Echo, as "Grandma" O'Grady, shows up at the trial and tries to provide an alibi, but slips up and his disguise is discovered. He makes a full confession and receives a sentence of one to five years. Back at the cabin, Tweedledee overhears Hercules offering Rosie a chance to run away with him (and the loot), so he lets loose the gorilla; Hercules murders Tweedledee before he himself is killed by the ape. Rosie escapes.
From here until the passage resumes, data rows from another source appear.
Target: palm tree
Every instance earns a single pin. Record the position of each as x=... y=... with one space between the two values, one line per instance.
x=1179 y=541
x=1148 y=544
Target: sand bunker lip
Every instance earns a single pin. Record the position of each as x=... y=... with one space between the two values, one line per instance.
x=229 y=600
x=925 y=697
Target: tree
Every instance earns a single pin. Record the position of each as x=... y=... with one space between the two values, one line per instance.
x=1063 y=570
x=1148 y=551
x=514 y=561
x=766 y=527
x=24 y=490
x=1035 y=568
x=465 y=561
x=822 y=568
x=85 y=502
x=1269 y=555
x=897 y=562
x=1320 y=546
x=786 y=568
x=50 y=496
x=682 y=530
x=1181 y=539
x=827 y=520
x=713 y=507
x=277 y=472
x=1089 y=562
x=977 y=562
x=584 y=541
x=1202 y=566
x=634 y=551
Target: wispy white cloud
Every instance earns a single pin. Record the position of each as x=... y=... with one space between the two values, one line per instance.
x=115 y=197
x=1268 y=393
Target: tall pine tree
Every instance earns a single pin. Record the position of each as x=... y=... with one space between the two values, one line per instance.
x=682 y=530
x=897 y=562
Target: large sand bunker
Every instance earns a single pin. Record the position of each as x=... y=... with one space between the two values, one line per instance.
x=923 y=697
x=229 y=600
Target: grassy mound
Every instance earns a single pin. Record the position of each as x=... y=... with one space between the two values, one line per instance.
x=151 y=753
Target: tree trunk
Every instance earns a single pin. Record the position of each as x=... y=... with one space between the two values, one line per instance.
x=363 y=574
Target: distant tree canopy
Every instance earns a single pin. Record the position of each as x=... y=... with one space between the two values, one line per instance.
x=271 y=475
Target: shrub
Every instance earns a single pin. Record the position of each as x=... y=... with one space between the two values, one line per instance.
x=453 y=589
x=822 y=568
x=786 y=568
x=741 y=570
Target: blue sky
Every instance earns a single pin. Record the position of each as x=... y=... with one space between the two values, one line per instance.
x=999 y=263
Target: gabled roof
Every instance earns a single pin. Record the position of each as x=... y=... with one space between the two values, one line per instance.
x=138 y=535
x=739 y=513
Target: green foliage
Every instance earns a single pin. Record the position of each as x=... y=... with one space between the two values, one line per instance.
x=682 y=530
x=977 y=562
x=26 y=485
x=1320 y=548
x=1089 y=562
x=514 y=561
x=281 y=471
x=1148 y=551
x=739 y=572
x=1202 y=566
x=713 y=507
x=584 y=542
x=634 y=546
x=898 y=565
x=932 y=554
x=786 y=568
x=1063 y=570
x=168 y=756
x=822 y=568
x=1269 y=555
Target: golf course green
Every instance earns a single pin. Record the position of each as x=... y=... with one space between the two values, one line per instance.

As Echo is being taken to prison, Rosie promises to wait for him, honoring their agreement. Realizing she loves Hector, he generously tells her not to.

==Cast==
- Lon Chaney as Professor Echo / Mrs O'Grady
- Lila Lee as Rosie O'Grady
- Elliott Nugent as Hector McDonald
- Harry Earles as Midget / Tweedle Dee
- John Miljan as Prosecuting Attorney
- Ivan Linow as Hercules
- Clarence Burton as Detective Regan
- Crauford Kent as Defense Attorney
- Sidney Bracey as Mr. Arlington's butler
- Trixie Friganza as Lady Customer (uncredited)
- Joseph W. Girard as Judge (uncredited)
- Armand Kaliz as Jeweler (uncredited)
- Charles Gemora as Gorilla (uncredited)

==Reception==
Contemporary reviews were positive, particularly praising Lon Chaney's performance. Kinema Guide called Lon Chaney's performance "remarkable," and the film "extremely melodramatic and packed with genuine thrills," with a "weird and dramatic atmosphere."
Talking Screen similarly praised Chaney, claiming, "Just as Lon Chaney was outstanding as a man of many faces in the silents, so he will be outstanding as a man of many voices as well as faces in the talkies." The review went on to call the film, "one of the outstanding things of the year."
The review in Photoplay similarly raved about Chaney, noting "Lon Chaney's uses five voices...but the deeply satisfying thing through it all is his own voice."

Film critic Leonard Maltin awarded the film two and a half out of four stars, praising Chaney's performance while criticizing the performances by the rest of the cast.